# Sir Vape Notice



## Sir Vape (29/9/16)

*Hey guys

Please note Hugo (Hobbit) & Craig (BigGuy) will be away from the 30th Sept - 3rd Oct. Ettiene (ET) will be taking the reigns for the next couple of days.

You can contact him on:
ettiene@sirvape.co.za
Tel: 083 782 3538*​

Reactions: Like 2 | Winner 1


----------



## Andre (29/9/16)

Enjoy the break!

Reactions: Like 1 | Thanks 1


----------



## Stosta (29/9/16)

Bromantic weekend away?

Reactions: Funny 4


----------



## Stosta (30/9/16)

Excellent service ar the shop this morning boys! Keep it up @Rob Fisher and @ET !

Reactions: Like 1 | Winner 2


----------



## mots01 (1/10/16)

Was pleasantly surprised when I walked in to see Mr Fisher behind the counter.
Thanks ET and Rob for the service this afternoon 

Sent from my SM-N910C using Tapatalk

Reactions: Like 3 | Winner 1


----------



## Rob Fisher (1/10/16)

I salute all Vape Shop workers! I did the Friday shift while @Sir Vape and @BigGuy took a weekend off to visit the Mother City and take a break... OMG that was a busy day! I had planned to get breakfast and lunch from over the road but we never got a chance to take a break and I think there was only a 10 minute break with no customers in the store... and I took that chance to have a Pee! 

So I met the family at Oscars in the evening after @ET let me go home to have an awesome Fillet and Chips... and there are no pics because I was too tired and too hungry! 
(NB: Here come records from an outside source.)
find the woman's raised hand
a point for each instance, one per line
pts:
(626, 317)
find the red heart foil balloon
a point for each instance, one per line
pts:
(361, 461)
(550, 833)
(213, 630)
And Man O Man did I have a good sleep light night...

I really enjoyed interfacing with the customers but I certainly could not do this day after day!

The highlight apart from having @Stosta come visit was the 4 brand new vapers that came in for advice and left with a starter kit and juice and a smile on thier face!

Reactions: Like 3 | Winner 7 | Funny 1


----------



## BigGuy (1/10/16)

@Rob Fisher working in a vape shop is nt for sissies. Shot Dad for helping out.

Reactions: Winner 1


----------



## shabbar (2/10/16)

Rob Fisher said:


> I salute all Vape Shop workers! I did the Friday shift while @Sir Vape and @BigGuy took a weekend off to visit the Mother City and take a break... OMG that was a busy day! I had planned to get breakfast and lunch from over the road but we never got a chance to take a break and I think there was only a 10 minute break with no customers in the store... and I took that chance to have a Pee!
> 
> So I met the family at Oscars in the evening after @ET let me go home to have an awesome Fillet and Chips... and there are no pics because I was too tired and too hungry!
> 
> ...



only pulled into durbs after 6:30pm would have popped in to visit if it were earlier .


----------



## Rob Fisher (2/10/16)

shabbar said:


> only pulled into durbs after 6:30pm would have popped in to visit if it were earlier .



Bummer! Enjoy your holiday!


----------



## shabbar (2/10/16)

Rob Fisher said:


> Bummer! Enjoy your holiday!




thanks ! kak weather tho. been pissing outside since friday

Reactions: Agree 1


----------